EXCESSIVE SUPPLY OF CURRENCY AND CREDIT SPECULATION MUST BE CHECKED

RICHARD S. HAWES

President of the American Bankers' Association and Vice-President First National Bank of St. Louis

Future conditions cannot be forecast with any degree of assurance because of the preent abnormal situation and also because of the removal of the guide posts by which financial and business concerns are accustomed to steer their course in normal times. We are like a ship in a fog. The disturbing influences on demand and supply, price fixing, Government regulation, operation, and interference, has brought about a condition of great perplexity. After the armistice it was believed by many that there would be a rapid period of recovery. What actually occurred was a short period of letup, which has been succeeded by one of even greater activity than at any time during the war. This makes the business outlook in many respects more certain and at the same time more doubtful than at any time during the past ten years.

Credit cannot be extended safely by the use of working capital, and this has a bearing upon the problem of extending credit to foreign nations. This situation of extending credit to European nations cannot be met by having our business houses go to the banks and get more credit and thus increase the present inflation of bank credit.
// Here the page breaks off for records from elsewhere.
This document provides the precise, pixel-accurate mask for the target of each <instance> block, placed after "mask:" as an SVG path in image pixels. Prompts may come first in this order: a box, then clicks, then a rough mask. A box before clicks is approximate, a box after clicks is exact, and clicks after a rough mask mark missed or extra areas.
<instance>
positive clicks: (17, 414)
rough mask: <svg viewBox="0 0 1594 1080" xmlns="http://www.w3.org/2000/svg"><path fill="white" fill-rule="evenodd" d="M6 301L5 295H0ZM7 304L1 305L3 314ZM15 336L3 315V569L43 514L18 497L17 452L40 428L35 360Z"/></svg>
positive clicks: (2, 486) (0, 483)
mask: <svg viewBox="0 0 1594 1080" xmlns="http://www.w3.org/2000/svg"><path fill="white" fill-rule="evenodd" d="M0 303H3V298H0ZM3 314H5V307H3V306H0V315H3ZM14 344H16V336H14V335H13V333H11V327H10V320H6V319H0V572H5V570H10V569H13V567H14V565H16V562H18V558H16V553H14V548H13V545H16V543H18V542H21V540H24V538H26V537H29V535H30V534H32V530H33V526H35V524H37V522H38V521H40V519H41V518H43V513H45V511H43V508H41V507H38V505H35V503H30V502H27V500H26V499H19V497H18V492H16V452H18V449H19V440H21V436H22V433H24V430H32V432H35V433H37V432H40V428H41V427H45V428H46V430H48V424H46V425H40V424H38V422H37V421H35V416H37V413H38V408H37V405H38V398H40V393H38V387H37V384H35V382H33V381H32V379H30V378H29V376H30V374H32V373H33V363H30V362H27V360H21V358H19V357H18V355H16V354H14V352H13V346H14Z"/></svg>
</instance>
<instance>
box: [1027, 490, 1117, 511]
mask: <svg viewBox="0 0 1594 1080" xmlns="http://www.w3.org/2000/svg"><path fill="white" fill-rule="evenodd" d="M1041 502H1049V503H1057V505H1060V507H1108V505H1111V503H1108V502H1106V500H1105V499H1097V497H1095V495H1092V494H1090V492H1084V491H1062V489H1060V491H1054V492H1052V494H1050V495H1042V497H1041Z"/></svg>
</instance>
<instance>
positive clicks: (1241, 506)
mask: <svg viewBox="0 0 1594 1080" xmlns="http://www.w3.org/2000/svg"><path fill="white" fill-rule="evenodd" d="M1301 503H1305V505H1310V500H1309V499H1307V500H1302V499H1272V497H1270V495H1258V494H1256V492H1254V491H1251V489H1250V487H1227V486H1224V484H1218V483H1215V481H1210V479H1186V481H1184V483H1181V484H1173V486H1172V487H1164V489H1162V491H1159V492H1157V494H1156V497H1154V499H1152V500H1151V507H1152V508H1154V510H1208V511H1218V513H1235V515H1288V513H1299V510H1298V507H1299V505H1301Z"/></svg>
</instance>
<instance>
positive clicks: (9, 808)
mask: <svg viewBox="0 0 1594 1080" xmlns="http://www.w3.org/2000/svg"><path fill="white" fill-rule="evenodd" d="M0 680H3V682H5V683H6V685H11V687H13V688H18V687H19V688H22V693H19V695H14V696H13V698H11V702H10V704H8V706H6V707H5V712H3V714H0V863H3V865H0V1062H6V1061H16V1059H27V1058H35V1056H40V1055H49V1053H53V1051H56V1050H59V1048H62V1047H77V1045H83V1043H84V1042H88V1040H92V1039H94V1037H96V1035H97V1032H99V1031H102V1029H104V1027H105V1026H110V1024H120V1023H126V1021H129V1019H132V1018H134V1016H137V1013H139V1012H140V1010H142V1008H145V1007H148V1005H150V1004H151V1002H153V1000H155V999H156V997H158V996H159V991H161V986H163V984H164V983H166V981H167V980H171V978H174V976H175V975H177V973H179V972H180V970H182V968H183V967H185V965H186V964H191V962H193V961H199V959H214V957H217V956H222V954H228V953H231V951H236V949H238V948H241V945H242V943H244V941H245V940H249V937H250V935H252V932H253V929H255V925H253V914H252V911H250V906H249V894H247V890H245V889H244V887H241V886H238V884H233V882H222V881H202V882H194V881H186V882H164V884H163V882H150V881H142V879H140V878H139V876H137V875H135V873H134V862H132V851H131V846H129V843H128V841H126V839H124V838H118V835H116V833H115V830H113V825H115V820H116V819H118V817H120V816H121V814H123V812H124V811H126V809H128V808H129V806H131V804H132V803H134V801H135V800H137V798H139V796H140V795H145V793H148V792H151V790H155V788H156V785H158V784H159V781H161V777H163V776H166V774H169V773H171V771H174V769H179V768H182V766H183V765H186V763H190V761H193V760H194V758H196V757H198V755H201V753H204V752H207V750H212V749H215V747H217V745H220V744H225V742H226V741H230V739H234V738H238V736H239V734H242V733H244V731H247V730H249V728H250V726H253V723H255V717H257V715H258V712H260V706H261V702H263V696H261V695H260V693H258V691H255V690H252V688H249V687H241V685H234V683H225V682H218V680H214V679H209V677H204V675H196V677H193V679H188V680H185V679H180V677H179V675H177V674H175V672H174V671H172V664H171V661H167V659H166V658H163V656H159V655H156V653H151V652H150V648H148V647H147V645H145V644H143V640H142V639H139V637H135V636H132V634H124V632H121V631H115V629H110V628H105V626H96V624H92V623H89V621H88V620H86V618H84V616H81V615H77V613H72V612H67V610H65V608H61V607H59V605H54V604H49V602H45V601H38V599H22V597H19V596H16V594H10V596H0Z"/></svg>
To try to persuade the public to cease speculation is perhaps useless, but unless there is a limit to inflation, increased wages, expansion of loans, and speculative commitments. there is great danger ahead. The fundamental economic laws will assert themselves sooner or later. Reaction of some kind must be looked for. When it will come or how serious it will be no one can know. It is even possible at this stage to avoid any serious crash in the industrial and financial machinery, but it will require vigorous and concerted action. All speculative holdings of staple commodities must be checked. Borrowings on the basis of

present prices must be reduced.

Extension of commercial credit to retailer, wholesaler, or others, to enlarge their business or increase their stock should be kept at the lowest possible point.

Too much credit is just as hard on business as too little. We are now experiencing a situation in which our credit and currency facilities have grown beyond the needs demanded by our legitimate growth, and hence prices have been driven to an abnormal level. The world as a whole, and America to a lesser extent, during the war period, has been living not only upon capital but upon an expectation of future capital resources. Normal fixed capital wealth has been made liquid and available for the exchange of consumable commodities out of all proportion to the available supply of currently consumable goods. The normal balance between the volume of credit and the volume of goods has been lost.

Price, it would seem, is no longer a factor in so far as reducing demand is concerned. Purchasing power has exceeded producing power. The present situation will thus apparently continue as long as the pyramiding of credits continues, which is increasing purchasing power out of all proportion to the increase in productive power.

And yet there is no occasion for undue pessimism. The country and its people are sound. We may be impatient opportunists eager to find a quick solution for involved economic problems, which can only be corrected with patience and long continued effort. Indeed, one of our greatest assets is our idealism. Temporarily we are "standing at bay" over our unsolved economic problems, and yet we have unbounded energy in our people and fabulous wealth in our country.